Janny Wurts, |
To Ride Hell's Chasm
(Voyager, 2002; Meisha Merlin, 2004)
Right from the outset, Janny Wurts intrigues her readers with the multi-lingual, psychically aware hero of this story: the scarred, foreign warrior Mykkael, who is Captain of the Garrison of the Royal Court of Sessalie. He is held in certain contempt by court society due to his dark foreign colour and his history of involvement in the wars of Rathtet. These wars opened the earth as a conduit for demonic powers, so evil was the magic that infused the battles, and Mykkael was entrusted with the safety of the daughter of the royal prince, hiding her deep within another realm, far from the murderous influence of the sorcerers who seek to extinguish the bloodline with her death.
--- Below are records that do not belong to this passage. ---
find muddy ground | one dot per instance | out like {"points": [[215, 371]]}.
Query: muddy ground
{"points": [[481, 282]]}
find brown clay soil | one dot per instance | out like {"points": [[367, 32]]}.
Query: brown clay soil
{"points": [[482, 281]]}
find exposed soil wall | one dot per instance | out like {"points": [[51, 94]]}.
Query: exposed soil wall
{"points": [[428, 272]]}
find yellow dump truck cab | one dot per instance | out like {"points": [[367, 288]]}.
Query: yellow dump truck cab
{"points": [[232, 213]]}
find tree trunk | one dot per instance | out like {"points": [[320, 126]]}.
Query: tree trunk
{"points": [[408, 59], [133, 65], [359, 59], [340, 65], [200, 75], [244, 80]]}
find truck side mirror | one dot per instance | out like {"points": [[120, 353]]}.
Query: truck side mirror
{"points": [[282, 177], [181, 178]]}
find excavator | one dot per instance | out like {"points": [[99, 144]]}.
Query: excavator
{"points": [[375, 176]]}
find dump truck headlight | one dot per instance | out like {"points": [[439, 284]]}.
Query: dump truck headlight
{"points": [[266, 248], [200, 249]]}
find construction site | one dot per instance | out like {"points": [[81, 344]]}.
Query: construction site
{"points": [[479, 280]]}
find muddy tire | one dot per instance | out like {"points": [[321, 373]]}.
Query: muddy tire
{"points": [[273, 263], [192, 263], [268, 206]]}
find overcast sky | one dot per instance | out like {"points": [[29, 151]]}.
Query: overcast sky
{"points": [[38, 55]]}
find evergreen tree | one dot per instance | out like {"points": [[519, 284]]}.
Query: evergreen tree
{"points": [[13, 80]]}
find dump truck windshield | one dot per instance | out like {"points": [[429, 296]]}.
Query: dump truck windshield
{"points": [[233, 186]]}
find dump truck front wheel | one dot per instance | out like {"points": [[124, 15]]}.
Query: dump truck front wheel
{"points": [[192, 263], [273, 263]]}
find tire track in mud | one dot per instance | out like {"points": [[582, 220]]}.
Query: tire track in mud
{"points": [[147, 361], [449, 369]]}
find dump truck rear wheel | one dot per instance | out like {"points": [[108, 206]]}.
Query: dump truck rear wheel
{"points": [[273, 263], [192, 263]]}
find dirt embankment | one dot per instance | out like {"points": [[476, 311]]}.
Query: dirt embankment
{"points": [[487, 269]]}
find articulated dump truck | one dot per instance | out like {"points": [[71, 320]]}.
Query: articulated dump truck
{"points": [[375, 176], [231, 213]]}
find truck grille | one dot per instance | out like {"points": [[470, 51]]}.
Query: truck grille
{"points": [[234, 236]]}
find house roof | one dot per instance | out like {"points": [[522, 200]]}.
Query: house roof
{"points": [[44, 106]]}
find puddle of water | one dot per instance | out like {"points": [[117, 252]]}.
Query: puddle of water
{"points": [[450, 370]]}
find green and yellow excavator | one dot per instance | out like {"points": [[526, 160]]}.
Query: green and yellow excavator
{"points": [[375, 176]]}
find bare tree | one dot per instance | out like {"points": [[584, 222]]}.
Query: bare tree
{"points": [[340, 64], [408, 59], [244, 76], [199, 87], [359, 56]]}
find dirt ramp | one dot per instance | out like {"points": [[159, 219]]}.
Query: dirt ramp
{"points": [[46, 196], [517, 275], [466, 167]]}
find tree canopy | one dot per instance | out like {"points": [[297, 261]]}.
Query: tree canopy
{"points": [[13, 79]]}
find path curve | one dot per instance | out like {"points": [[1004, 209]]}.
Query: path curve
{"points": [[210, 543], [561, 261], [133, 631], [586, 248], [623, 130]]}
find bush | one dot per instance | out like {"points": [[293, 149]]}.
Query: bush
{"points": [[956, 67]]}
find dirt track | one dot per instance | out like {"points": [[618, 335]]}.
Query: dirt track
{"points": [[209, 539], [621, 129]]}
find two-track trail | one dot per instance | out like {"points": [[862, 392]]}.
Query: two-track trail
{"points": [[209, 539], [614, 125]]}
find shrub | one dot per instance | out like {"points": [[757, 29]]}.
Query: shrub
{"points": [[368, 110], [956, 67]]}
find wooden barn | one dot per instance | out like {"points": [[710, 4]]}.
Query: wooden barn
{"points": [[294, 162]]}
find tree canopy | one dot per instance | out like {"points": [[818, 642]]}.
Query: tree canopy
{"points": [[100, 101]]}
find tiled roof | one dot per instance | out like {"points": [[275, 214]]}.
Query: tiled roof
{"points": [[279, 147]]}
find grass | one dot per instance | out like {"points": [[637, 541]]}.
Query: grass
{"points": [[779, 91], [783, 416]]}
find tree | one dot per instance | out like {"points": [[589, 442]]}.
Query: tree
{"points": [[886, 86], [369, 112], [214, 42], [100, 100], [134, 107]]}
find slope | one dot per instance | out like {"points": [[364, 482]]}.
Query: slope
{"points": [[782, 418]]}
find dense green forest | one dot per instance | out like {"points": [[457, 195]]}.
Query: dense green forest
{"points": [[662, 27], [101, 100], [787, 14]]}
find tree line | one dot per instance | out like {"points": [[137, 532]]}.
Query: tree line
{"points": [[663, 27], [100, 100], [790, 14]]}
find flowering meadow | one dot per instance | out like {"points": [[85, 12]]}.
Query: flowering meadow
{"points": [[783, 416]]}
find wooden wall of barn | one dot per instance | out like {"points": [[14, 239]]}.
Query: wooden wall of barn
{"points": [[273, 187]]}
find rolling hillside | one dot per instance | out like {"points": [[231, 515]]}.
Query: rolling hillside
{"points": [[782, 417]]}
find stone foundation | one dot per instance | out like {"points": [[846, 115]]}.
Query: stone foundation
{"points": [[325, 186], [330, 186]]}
Having successfully hidden a royal lady, he is now pledged by the King of Sessalie to find his daughter, Princess Anja. Her disappearance on the day of her betrothal banquet to the handsome Prince of Devall has left her father and fiance distraught and the people bewildered, for this was not merely political expediency, but a marriage of true love.
Sessalie is a kingdom ignorant of sorcery, unacquainted with magic or demonic powers, yet Mykkael is convinced that Anja was not kidnapped, believing instead that she voluntarily fled the court in an attempt to escape some deadly evil. His views are not shared by the other warrior charged with finding the princess, Commander Taskin, who is known as a fair-minded man, but is already out of his depth should Mykkael's theory prove sound.
Janny Wurts weaves a fast-paced and enthralling tale, laden with emotion -- horror, fear, sadness, determination, love and bravery. Your heart will race, you will hold your breath in suspense and you may even be moved to tears -- have tissues handy! She creates such complex and solidly believable characters, such fantastic trials and situations, such visually clear places that she absorbs you into the story, a participant, not a mere bystander, and her book becomes an epic movie of the mind.
I loved her novel, Sorcerer's Legacy and her skilled contributions to the Empire trilogy of Raymond Fiest's Midkemia series, but she lost my interest during the first of her Wars of Light & Shadow books. To Ride Hell's Chasm held me spellbound and had me looking at its end for more.